Camila dit qu’elle est là pour vérifier la salle de bain. Je hoche la tête. Qu’elle fasse son boulot. Je reste surprise face à son compliment et une sourire se dessine sur mon visage avant qu’un léger rire ne franchisse mes lèvres. Je penche la tête sur le côté.

« Merci ! Richard III ? Je ne peux répliquer qu’un humble Ma conscience a mille langues, et chaque langue raconte une histoire, et chaque histoire me condamne comme scélérat. Acte V scène trois. Parfaitement adapté je pense. »

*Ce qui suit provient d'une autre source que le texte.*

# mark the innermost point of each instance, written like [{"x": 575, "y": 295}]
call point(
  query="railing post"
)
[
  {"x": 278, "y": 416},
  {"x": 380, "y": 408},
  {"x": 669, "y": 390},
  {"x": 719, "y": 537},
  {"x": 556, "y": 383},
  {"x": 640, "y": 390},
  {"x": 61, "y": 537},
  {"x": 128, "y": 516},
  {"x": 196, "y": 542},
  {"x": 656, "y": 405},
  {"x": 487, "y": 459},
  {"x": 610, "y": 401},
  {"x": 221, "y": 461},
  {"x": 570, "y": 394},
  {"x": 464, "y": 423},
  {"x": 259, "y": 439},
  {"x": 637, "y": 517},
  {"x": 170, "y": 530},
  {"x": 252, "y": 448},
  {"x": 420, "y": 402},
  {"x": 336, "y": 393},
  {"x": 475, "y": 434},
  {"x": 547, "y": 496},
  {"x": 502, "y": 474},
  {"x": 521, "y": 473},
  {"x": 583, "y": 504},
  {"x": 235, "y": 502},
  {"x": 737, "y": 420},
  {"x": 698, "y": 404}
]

Ce n’est pas tout le monde qui est capable de retenir des lignes de Richard III. Jamais joué, mais dévoré pendant les voyages entre deux scènes. Et ce plusieurs fois. J’ai toujours aimé me perdre dans Shakespeare. Et visiblement aujourd’hui je ne suis plus la seule dans ce monde de fou. Tiens, ça me fait penser à En attendant Godot. La porte est aussi fermée qu’elle peut l’être. Je m’approche de Camila et lui tends la main.

« Je m’appelle Joy. Joy Meára. Pendant un moment de ma vie, Shakespeare et d’autres ont été mes meilleurs amis. Et… désolé pour le travail en plus… »

Nous naissons tous fous. Quelques-uns le demeurent. En attendant Godot. De Beckett. Qui est fou dans l’histoire Poppy ? Ici ou là bas ? Ici. Eux. On ne peut qu’être qu’un fou fanatique pour croire que ce qu’ils font est la bonne solution. Bien d’accord avec toi. J’ouvre la porte de la salle de bain à Camila. Pas envie qu’elle ne se face disputer par ma faute. Mon regard se glisse souvent vers le couloir alors que j’écoute les bruits. En tout cas la tenue de Martha ne lui va absolument pas. Elle va à personne. Aucune de ces foutues tenue ne va aux gens censés. C’est aussi simple que ça.